With his forefinger he stirred the ice in his bourbon.
“I know,” I said.
“How come you fought Boo?” Gary said.
“Junior would have killed him,” I said.
“The huge black dude is named Junior?” Gary said.
“Yep.”
“Man,” Gary said. “I’d hate to see Senior.”
I nodded.
“Why do you care if Junior kills Boo?” Gary said.
“No need for it,” I said.
“Boo’s not much,” Gary said. “Except mean.”
“I know.”
“Why would he go with the biggest guy in the room?”
“It’s all he’s got,” I said. “He’s a tough guy. He doesn’t have that, he has nothing. He isn’t anybody.”

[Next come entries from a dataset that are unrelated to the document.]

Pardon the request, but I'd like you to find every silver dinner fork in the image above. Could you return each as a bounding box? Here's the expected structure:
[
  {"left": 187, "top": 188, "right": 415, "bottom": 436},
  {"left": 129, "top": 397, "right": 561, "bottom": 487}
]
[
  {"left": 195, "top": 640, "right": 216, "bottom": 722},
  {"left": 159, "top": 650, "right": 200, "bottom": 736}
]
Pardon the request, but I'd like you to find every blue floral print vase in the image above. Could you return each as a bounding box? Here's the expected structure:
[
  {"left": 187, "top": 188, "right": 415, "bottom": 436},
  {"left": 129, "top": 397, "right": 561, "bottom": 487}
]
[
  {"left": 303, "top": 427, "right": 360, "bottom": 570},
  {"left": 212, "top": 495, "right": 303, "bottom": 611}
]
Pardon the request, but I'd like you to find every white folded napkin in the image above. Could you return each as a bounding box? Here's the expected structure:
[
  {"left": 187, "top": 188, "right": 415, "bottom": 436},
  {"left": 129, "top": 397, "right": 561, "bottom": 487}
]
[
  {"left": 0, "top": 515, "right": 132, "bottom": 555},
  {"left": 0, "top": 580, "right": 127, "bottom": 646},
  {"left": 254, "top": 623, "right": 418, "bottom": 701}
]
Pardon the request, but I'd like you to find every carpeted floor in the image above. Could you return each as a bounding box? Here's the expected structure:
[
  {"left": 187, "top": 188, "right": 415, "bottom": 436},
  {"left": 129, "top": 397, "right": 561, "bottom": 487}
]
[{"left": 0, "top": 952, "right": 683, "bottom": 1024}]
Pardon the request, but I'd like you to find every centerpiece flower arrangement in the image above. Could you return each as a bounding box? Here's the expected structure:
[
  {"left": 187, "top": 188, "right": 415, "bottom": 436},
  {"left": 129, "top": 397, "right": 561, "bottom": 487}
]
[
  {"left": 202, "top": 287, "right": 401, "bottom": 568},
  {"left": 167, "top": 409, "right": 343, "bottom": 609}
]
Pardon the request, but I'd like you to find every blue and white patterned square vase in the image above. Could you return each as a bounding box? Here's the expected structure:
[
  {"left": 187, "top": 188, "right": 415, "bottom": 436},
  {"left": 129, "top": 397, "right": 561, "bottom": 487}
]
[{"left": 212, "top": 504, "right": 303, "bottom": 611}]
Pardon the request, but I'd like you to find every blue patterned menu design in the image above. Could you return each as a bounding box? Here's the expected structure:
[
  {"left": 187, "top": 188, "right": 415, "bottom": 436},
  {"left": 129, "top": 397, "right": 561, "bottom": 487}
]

“And you took that away from him,” Gary said.
“I did,” I said. “But he’s alive. And in a few days he’ll beat up some car salesman who’s fallen behind on the vig, and his sense of self will be restored.”
“That easy?” Gary said.
“Boo’s not very smart,” I said.
“I’ll say.”
Gary ordered another bourbon. I ordered another beer.
“Zel was, like, looking out for him,” Gary said.
“Yeah.”
“I don’t know this game like you do,” Gary said. “But I saw Zel move a little away from Boo when the trouble started, and focus in on the skinny black kid.”
“Ty-Bop,” I said.
“And I figure if things went bad for Boo,” Gary said, “Zel would start shooting.”
“Unless Ty-Bop beat him,” I said.
“Either way,” Gary said. “We weren’t far from a shoot-out right there.”
“True.”
“In which several people might have got killed,” he said.
“True.”
“Including Beth,” he said.
“Including Beth.”
“You thinking about that,” Gary said, “when you stepped up?”
“Sure,” I said.
“Christ,” Gary said. “A fucking hero.”
“But you knew that anyway,” I said.
Gary laughed and sipped some bourbon.